There are no more debt-masking currency swap deals - like the one between Greece and Goldman Sachs in the early 2000s - that threaten the Eurozone, says the EU's statistical body.
Eurostat, which provides the EU with statistics on member states, told IBTimes UK that there were "only a very few off-market swaps for small amounts" in a "limited number of EU member states" including Italy, Germany, Poland and Belgium.
"In addition, most of them have now expired," said Eurostat spokesperson Tim Allen.
There were concerns that other countries may have done similar large deals to that between banking giant Goldman Sachs and troubled Greece a decade ago, using pretend exhange rates, effectively disguising the true scale of their debts.
"Member States are required under the existing regulations to record such transactions in their notification of government deficit and debt," Allen said.
"In the context of each bi-annual notification of government deficit and debt, Eurostat asks the national Statistical authorities to declare any off-market swaps.

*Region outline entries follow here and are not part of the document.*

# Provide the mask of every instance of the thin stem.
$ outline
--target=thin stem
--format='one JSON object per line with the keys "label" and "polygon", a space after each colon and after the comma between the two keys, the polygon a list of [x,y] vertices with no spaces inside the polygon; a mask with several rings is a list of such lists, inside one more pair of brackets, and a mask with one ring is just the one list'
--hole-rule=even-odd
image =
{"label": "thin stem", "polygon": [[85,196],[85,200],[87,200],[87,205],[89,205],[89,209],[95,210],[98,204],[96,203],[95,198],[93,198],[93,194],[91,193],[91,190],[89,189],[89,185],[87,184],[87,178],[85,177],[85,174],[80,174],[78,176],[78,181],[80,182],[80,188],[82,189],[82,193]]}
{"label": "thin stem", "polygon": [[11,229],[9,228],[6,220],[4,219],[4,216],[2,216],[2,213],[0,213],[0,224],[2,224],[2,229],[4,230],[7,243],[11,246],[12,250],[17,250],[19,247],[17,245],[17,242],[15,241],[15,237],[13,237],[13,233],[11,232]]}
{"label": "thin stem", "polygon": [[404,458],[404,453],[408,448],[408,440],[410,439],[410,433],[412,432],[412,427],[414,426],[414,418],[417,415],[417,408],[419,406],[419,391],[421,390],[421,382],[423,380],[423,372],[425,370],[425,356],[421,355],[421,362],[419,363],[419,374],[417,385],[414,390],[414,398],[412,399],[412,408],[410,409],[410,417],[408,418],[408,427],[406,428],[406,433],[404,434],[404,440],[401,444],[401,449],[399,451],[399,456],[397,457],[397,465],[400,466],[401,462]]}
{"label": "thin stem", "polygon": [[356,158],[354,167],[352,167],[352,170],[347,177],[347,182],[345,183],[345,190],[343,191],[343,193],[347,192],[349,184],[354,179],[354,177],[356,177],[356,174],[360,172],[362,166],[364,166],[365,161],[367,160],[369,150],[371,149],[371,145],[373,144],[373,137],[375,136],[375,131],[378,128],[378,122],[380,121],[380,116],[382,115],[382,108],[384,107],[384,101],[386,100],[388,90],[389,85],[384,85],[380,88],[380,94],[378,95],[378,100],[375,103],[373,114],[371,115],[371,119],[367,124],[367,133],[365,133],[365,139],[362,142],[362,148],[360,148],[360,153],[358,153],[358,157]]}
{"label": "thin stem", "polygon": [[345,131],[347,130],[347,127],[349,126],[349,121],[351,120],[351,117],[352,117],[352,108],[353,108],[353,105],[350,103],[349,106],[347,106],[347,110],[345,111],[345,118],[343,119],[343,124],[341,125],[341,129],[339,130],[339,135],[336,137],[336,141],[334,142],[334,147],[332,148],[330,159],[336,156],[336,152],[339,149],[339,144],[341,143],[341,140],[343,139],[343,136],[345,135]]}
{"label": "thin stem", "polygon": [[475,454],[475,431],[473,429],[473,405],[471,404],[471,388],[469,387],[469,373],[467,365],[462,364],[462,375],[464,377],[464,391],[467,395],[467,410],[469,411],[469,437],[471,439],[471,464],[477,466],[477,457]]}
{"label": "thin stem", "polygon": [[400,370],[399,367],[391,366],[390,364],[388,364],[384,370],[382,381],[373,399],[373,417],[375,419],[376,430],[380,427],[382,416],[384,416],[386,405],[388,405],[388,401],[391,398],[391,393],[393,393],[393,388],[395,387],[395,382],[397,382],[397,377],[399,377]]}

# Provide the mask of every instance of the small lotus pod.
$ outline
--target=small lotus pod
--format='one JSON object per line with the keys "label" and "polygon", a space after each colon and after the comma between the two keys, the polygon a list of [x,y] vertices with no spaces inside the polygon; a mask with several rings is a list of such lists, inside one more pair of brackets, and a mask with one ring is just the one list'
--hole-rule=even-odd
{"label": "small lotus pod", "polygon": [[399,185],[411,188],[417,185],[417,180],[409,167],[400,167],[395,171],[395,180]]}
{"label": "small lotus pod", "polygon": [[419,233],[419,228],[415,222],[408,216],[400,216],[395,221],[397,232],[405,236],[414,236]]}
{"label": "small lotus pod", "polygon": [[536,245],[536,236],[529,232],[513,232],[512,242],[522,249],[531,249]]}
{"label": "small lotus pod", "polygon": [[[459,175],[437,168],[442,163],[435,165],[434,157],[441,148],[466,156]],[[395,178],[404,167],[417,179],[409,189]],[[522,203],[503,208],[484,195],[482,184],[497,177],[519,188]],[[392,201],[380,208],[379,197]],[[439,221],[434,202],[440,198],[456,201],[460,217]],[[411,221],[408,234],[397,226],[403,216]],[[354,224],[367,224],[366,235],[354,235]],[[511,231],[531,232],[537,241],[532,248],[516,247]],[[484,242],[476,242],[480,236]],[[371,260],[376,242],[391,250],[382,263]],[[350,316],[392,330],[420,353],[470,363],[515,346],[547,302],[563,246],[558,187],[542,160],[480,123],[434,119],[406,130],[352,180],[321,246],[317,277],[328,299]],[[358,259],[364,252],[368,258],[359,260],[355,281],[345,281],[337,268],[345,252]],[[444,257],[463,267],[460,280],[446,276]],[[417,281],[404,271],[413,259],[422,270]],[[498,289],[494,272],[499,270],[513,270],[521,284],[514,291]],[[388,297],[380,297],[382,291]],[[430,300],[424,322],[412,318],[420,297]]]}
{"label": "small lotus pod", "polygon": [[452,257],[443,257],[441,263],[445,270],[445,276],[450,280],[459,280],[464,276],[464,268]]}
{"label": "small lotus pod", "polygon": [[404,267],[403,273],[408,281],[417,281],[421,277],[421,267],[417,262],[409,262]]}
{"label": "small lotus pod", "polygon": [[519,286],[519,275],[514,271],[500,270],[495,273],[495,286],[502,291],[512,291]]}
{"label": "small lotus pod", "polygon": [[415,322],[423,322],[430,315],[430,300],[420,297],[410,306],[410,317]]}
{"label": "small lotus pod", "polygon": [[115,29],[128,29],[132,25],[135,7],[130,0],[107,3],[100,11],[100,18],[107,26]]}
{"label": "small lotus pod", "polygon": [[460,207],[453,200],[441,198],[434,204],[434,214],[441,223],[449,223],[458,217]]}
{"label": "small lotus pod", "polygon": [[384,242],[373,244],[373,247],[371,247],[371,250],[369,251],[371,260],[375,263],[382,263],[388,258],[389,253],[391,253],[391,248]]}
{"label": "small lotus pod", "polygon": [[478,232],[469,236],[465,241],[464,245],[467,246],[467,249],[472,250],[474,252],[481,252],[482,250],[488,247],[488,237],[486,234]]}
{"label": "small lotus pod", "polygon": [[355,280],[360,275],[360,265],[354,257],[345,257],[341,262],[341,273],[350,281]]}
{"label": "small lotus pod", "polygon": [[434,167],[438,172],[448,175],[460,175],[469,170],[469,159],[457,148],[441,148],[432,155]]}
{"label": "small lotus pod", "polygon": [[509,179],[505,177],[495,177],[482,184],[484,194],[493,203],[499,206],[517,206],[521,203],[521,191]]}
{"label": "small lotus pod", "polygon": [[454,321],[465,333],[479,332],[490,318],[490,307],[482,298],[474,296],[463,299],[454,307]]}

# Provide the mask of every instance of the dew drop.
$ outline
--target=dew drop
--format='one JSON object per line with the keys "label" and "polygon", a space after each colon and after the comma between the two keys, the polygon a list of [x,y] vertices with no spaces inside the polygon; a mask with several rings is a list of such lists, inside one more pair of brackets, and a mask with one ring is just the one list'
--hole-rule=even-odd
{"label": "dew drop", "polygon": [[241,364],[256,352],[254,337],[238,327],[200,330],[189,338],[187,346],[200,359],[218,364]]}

"In addition, during the EDP dialogue visits carried out by Eurostat in each Member State on a regular basis, this point is on the agenda."
He added: "The powers of Eurostat were reinforced in 2010 and Eurostat considers that it is in a position to get the requested information."

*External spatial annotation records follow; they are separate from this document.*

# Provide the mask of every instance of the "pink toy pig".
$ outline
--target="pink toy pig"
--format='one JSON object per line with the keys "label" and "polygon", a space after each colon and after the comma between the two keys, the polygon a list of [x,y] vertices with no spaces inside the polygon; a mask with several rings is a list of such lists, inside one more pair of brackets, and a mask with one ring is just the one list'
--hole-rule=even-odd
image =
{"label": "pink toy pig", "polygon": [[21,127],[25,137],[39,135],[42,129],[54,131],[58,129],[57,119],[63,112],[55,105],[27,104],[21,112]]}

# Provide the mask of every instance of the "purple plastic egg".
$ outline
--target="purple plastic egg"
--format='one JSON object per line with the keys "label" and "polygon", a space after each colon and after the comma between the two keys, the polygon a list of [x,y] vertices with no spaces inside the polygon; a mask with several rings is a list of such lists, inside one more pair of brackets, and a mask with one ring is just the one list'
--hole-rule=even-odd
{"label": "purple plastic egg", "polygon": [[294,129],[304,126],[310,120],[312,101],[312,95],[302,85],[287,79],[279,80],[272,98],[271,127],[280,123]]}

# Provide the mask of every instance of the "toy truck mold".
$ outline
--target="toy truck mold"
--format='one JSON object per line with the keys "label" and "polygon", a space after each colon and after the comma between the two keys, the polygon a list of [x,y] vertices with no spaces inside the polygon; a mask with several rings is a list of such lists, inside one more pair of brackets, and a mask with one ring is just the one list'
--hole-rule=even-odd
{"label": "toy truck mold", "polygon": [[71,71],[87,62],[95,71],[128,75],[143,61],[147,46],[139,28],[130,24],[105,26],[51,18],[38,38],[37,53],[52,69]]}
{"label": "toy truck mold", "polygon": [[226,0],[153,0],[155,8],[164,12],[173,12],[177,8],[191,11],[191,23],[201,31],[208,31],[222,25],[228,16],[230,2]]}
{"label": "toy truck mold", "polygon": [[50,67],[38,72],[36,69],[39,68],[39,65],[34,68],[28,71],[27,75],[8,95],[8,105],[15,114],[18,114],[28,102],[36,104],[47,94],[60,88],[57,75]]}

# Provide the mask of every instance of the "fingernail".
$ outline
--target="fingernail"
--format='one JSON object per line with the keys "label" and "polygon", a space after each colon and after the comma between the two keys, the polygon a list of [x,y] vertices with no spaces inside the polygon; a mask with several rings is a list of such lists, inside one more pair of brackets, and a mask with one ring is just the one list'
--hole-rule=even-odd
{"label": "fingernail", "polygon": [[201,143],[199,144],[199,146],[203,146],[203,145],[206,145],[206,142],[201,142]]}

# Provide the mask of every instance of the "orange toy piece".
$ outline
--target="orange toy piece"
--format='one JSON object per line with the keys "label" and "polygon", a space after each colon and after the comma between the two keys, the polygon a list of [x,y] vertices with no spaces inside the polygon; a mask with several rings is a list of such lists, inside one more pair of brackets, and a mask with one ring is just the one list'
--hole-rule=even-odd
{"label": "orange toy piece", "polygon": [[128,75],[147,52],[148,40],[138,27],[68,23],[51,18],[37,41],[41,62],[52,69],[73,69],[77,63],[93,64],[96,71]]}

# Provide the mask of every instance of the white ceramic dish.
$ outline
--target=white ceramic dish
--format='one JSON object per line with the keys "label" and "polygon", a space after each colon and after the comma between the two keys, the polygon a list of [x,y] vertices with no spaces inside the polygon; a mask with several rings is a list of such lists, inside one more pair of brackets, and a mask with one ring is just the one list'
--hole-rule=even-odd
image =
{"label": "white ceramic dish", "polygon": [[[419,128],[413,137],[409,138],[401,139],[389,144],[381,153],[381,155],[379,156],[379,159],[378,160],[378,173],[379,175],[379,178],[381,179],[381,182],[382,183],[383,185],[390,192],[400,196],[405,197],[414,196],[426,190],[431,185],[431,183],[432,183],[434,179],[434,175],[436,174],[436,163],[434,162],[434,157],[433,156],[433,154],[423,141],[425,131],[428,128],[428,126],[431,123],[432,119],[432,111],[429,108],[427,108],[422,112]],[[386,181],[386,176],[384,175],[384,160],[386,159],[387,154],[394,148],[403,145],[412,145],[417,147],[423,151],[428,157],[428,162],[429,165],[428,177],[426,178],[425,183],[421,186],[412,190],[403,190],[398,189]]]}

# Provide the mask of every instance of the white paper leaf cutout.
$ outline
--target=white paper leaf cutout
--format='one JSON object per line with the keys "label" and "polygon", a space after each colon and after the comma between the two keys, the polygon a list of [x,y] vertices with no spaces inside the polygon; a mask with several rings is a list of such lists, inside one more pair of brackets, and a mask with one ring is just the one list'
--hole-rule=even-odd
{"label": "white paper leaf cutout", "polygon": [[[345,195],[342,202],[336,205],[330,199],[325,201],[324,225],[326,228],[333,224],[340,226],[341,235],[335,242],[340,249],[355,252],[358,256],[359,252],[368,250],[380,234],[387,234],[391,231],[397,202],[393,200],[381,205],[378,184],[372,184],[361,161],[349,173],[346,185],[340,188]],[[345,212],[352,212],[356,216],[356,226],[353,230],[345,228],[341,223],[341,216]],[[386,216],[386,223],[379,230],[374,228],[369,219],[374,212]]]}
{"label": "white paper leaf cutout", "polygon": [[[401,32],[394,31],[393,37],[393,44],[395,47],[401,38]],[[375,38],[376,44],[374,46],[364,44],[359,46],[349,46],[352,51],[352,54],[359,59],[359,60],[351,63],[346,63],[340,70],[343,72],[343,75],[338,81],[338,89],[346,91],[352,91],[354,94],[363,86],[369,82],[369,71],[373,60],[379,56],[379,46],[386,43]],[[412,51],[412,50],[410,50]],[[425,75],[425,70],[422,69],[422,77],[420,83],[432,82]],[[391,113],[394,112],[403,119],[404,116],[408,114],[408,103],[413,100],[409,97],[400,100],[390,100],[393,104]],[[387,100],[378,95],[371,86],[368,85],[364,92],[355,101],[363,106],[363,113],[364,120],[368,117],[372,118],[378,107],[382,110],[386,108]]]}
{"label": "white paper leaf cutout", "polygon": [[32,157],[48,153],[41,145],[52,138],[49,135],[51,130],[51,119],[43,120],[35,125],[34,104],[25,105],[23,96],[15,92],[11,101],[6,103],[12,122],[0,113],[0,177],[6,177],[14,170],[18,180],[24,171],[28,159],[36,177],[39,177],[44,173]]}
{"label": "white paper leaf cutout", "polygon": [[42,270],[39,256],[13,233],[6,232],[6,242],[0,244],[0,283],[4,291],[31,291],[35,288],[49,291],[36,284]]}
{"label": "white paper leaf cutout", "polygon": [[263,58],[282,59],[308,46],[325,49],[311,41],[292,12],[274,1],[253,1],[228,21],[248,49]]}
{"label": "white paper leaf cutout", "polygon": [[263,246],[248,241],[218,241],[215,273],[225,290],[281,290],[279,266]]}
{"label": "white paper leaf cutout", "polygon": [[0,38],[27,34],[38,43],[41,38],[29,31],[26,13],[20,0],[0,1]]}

In a series of deals, Goldman Sachs bought Greek debt held in dollars or yen using euros, but for an off-market, made-up exchange rate.
The inflated value given to the Greek debt resulted in an extra €1billion credit for Greece.
This was to help Greece meet strict debt-to-GDP criteria to join the single currency laid out in the Maastricht treaty.
This extra billion did not show up as Greek debt, though it would have to be paid back, in addition to the pay-out on maturity of the bonds, at a later date.
The deal was originally reported by Risk Magazine back in 2003.
Greece was allowed to continue borrowing as it hadn't disclosed the debt from its currency swap deals.
It borrowed as much as €5.3billion more because of the off-market deals, according to a Eurostat report.
Continuing revisions of Greece's financial figures in 2009 increased their borrowing costs and shoved them towards needing a bailout.
Goldman Sachs sold the deals to the National Bank of Greece in 2005. The deals are due to mature in 2037.
Eurostat forced Greece to agree to declare its off-market currency swap deals as debt in May 2011, when it reported on the state of the country's finances.